Samuel Úria: A minha expectativa é baseada no que estamos a fazer, é uma coisa ainda muito centrada em nós. Estou a ter muito prazer em montar este concerto, em fazê-lo na sala de ensaios e a minha expectativa está agora em perceber como é que isto vai verter para o palco. É uma expectativa/ansiedade da boa, de querer muito que aconteça, quero que este dia chegue, ir para palco e executar.
Benjamim: A minha expectativa é tocar bem, ser digno de estar a interpretar as canções do meu colega…
Samuel Úria: (Risos) Também espero que ele seja digno…
Benjamim: Quando me pediram para escrever qualquer coisa para o press release o que eu disse foi: mesmo que a sala estivesse vazia, acho que valeria a pena fazer isto.

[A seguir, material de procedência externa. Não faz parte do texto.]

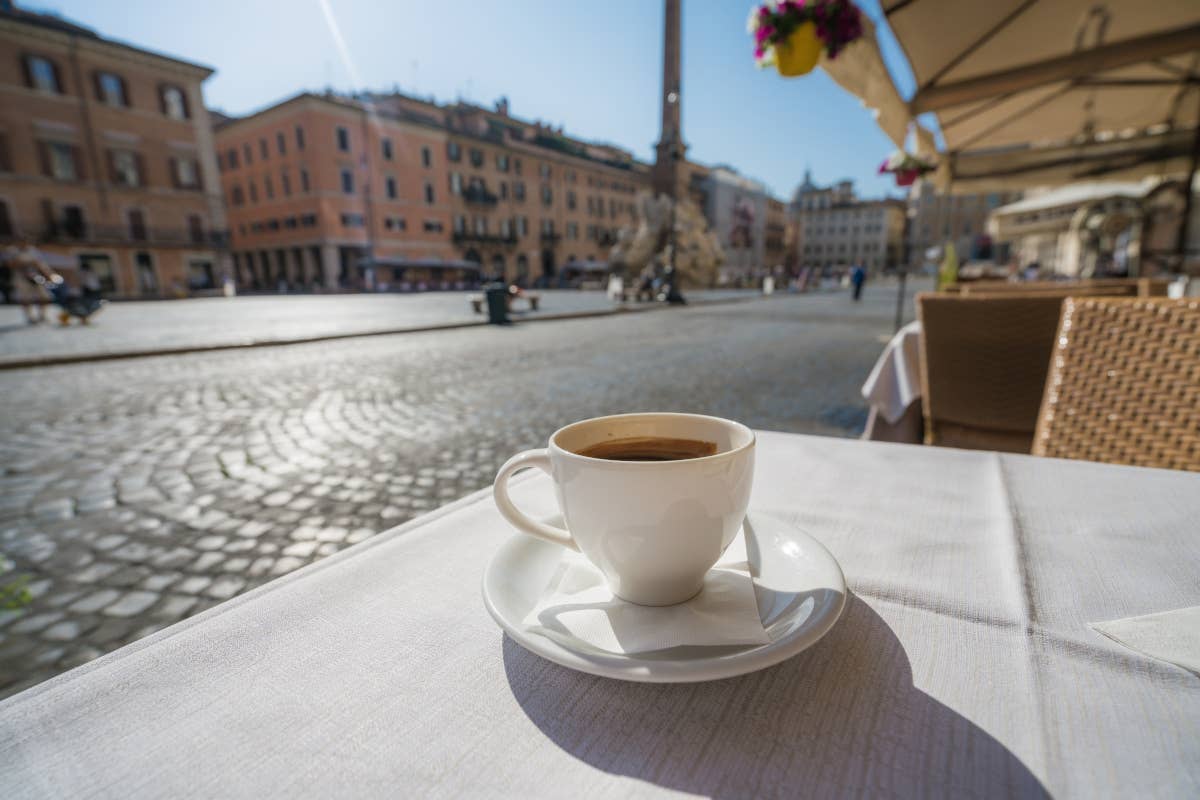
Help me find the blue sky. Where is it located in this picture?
[30,0,912,198]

Pela questão musical, pela questão da experiência e a minha expectativa é mesmo dar o máximo, estar muito bem preparado e tocar e cantar bem com meu amigo Samuel. Eu gosto muito das canções e acredito, tenho a certeza, se nós o fizermos o público vai sentir isso.
O concerto de Lisboa acontece já no sábado, dia 4 de Novembro, no Tivoli e no Porto, no Teatro Sá da Bandeira no dia 8 de Novembro, e ainda conseguem comprar bilhetes na Ticketline.